# building a couch



## woodmeistro (Jul 9, 2010)

has anyone on here ever built a couch. i want to build a modern mission style couch. I have based some of the demensions on a mission style chair that I have. i would like any in put that anyone may have.


----------



## DannyT (Apr 26, 2011)

I bought a mission furniture book but never got around to making anything from it. always liked the mission style tho.


----------



## woodnthings (Jan 24, 2009)

*Mission style*

Also my favorite style. :thumbsup: There's a thread or two on this here. There are 2 parts that will make this a success. One is beveling the 4 pieces for the legs. Or using thin skins of quarter sawn over a box section. 
The other issue to deal with is the "mortising" of the slats.
You can make actual separate mortises for each slat or make a long dado and fill in between each slat with a separate block. It might depend on if you are a "purist" or whether you have a mortise machine. After about 20 mortises, I'd be thinkin' dado method myself. 
Don't forget the finish as it's a special color mix.
Oh, and then there's the upholstery....
knotscott has made some mission style.
http://www.woodworkingtalk.com/f13/mission-style-hall-bench-4548/
Good luck on this, it will be a great project!  bill


----------



## woodmeistro (Jul 9, 2010)

thanks for the in put so far. i guess I should have given a little more detail. I would like input on some demensions as to depth of seat, height of back, angle of back to seat, arm rest height. I am building a mock up now and will post a pict as soon as I complete it this weekend that should give you more in sight as to the style. it is to work out these details befor I start cutting the good stuff. I want to build it right the forst time and want it to last a life time


----------



## Improv (Aug 13, 2008)

woodmeistro said:


> I would like input on some demensions as to depth of seat, height of back, angle of back to seat, arm rest height.
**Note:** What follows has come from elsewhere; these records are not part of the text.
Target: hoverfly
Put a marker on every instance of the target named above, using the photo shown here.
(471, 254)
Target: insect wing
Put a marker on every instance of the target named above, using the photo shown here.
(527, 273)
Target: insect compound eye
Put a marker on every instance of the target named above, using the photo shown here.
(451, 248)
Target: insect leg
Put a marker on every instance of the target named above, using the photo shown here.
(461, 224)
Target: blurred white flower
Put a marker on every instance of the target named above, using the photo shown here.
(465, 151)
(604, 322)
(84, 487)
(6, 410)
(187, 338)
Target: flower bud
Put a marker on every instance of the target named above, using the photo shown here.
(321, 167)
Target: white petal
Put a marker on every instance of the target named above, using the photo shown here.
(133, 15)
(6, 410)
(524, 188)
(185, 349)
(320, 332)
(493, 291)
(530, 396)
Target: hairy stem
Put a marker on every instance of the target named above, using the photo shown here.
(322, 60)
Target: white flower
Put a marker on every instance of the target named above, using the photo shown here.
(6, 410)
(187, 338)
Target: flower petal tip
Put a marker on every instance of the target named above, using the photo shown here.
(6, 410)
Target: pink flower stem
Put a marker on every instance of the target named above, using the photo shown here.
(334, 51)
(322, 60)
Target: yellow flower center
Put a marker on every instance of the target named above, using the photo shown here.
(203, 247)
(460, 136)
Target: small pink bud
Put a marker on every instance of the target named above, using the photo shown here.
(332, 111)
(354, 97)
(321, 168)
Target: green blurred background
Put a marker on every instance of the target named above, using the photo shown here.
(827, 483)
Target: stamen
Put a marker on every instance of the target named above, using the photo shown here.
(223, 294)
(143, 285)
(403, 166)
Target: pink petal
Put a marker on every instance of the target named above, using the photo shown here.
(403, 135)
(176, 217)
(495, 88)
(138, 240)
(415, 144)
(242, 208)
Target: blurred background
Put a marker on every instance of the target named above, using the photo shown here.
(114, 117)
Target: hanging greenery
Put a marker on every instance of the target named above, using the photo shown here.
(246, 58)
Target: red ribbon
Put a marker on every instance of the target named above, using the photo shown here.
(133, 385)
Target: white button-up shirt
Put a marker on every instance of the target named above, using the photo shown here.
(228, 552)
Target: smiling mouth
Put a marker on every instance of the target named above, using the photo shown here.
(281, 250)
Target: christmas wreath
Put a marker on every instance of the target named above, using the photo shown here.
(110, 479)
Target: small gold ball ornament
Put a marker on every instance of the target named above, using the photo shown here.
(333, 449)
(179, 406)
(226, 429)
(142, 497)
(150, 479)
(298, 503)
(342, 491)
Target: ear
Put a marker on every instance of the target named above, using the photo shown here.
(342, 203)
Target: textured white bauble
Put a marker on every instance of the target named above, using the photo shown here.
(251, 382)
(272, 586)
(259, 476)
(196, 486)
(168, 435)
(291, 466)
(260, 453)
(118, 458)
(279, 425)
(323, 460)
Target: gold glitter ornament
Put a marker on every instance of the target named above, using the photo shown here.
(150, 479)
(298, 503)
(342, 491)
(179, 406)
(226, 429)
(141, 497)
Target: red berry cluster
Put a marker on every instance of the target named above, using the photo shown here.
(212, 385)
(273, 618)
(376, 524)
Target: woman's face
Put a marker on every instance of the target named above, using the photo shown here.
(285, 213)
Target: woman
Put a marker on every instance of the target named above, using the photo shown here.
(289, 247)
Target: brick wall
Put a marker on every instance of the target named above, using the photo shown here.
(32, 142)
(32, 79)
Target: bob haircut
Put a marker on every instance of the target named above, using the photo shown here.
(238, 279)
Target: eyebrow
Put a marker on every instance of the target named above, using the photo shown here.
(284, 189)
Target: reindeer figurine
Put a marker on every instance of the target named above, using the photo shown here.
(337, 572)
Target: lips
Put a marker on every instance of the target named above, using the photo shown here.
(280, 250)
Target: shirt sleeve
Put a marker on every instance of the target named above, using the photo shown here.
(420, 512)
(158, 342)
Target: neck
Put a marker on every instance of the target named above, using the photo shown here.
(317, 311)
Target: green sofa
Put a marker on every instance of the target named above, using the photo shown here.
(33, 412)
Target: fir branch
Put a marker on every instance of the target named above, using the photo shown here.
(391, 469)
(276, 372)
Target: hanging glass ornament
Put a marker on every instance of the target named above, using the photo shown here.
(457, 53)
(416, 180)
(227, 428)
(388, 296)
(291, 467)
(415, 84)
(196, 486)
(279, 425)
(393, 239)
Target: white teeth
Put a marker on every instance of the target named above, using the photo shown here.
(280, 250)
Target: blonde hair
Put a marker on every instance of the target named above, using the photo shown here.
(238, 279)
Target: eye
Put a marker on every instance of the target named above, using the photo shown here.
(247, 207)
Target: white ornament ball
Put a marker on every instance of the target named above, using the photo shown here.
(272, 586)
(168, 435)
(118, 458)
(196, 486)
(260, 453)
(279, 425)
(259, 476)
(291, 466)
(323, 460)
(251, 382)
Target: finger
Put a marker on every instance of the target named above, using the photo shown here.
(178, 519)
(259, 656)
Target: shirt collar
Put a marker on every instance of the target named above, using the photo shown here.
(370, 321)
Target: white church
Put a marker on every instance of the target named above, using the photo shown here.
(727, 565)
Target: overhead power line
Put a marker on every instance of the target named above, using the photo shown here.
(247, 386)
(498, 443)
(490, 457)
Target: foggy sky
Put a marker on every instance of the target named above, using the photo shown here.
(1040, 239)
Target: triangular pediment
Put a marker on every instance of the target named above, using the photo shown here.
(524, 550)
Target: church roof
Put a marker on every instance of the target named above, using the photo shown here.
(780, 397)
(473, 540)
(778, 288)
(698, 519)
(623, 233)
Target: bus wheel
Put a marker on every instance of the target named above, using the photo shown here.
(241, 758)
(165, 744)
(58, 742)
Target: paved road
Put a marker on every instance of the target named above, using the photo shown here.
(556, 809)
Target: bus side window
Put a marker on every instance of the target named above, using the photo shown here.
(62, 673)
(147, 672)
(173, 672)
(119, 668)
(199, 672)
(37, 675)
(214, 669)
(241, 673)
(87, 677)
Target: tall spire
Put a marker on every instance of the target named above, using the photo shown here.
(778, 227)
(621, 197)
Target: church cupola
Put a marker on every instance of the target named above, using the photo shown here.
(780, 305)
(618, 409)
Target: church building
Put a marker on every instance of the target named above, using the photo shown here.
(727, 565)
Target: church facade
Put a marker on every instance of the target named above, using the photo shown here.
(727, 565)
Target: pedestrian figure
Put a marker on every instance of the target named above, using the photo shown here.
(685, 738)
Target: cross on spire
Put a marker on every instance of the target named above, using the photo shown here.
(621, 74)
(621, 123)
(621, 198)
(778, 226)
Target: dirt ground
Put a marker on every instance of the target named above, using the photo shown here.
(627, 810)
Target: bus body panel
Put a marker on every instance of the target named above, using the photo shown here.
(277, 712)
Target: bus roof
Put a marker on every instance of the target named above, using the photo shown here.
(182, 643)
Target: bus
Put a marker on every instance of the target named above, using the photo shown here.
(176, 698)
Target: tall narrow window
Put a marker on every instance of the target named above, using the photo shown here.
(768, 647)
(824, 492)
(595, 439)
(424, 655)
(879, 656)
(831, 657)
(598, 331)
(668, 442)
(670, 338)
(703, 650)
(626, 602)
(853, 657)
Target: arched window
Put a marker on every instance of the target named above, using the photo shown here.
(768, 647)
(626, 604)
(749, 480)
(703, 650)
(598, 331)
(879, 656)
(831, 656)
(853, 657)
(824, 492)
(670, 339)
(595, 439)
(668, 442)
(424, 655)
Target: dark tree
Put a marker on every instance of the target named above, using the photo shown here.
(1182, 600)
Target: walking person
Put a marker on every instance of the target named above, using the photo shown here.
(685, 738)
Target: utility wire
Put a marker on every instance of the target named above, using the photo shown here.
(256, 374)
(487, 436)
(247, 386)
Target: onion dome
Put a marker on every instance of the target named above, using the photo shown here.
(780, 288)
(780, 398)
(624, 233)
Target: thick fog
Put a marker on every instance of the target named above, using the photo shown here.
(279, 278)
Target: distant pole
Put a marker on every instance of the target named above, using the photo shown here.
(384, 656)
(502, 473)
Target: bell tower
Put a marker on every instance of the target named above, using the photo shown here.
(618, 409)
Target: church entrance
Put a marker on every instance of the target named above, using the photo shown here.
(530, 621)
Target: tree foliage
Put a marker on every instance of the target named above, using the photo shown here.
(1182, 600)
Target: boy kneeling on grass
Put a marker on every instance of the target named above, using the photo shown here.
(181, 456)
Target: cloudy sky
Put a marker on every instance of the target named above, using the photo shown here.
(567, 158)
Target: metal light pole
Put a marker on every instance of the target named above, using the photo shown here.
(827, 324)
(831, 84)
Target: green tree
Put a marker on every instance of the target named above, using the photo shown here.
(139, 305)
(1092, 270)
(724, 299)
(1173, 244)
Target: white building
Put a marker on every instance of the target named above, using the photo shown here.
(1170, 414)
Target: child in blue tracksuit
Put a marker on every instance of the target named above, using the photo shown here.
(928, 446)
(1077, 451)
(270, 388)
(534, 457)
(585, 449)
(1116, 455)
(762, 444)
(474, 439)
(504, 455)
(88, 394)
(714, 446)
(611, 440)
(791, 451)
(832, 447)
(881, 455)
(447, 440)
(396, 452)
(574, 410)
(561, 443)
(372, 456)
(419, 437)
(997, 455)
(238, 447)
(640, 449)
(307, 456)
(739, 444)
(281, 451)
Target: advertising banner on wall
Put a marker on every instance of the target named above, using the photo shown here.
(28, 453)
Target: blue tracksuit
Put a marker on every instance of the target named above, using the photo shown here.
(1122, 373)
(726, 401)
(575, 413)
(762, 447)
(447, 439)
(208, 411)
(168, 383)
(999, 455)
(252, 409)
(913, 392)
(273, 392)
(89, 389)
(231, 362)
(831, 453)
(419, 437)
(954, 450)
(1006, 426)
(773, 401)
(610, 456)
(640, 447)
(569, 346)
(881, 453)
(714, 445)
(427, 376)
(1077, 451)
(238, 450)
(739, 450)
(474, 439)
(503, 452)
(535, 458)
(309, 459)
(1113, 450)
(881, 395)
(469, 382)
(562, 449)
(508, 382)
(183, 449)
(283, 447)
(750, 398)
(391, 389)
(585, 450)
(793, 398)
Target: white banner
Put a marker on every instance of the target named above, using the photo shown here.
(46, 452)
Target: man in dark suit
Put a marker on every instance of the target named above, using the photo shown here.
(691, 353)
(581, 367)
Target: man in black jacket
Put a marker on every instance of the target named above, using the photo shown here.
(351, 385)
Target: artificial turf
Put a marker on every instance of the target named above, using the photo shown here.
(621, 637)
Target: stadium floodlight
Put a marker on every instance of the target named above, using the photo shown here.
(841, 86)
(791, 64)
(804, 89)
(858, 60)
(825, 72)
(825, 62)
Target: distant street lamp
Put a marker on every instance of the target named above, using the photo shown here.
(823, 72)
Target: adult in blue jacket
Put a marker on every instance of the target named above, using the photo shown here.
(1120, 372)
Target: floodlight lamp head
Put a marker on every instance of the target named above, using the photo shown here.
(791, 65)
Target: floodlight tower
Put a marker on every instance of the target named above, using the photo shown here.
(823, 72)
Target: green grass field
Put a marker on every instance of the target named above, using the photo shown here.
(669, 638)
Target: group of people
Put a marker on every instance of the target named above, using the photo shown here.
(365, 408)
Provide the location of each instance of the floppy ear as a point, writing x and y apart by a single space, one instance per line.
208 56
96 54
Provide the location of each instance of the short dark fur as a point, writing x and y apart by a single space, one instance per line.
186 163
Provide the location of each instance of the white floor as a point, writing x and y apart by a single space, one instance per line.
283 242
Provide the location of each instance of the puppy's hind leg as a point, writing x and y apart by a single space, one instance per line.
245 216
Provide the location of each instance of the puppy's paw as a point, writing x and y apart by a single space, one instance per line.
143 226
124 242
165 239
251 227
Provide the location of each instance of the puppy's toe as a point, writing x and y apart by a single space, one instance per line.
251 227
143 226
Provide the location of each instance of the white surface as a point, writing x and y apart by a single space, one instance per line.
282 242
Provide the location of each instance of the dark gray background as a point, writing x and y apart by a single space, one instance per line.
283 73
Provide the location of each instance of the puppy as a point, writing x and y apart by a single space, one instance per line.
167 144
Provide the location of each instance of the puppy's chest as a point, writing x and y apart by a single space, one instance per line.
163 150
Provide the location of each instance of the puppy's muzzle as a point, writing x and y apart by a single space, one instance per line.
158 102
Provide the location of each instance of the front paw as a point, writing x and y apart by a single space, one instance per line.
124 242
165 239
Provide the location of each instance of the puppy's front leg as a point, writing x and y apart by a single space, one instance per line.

If this couch is for you, then you will want to take the time to figure out all those measurements. I built a couple of couches for myself (I'm 6'5"), so IMO depth of the seat should be from the back of your hip bones to the back of your knees while seated (a cushion will ultimately push you forward a bit more). The back height should be enough to rest your head on while seated upright without looking at the ceiling. The back angle is not going to be that much (like 2 to 7 degrees), but its mostly a matter of taste. The arm rest height should be so that it doesn't force your shoulder joint upward, but so that you also don't need to reach down for it.

If this couch is not for you, visit a furniture store with a tape measure. A mass produced product does 'average person' very well.


----------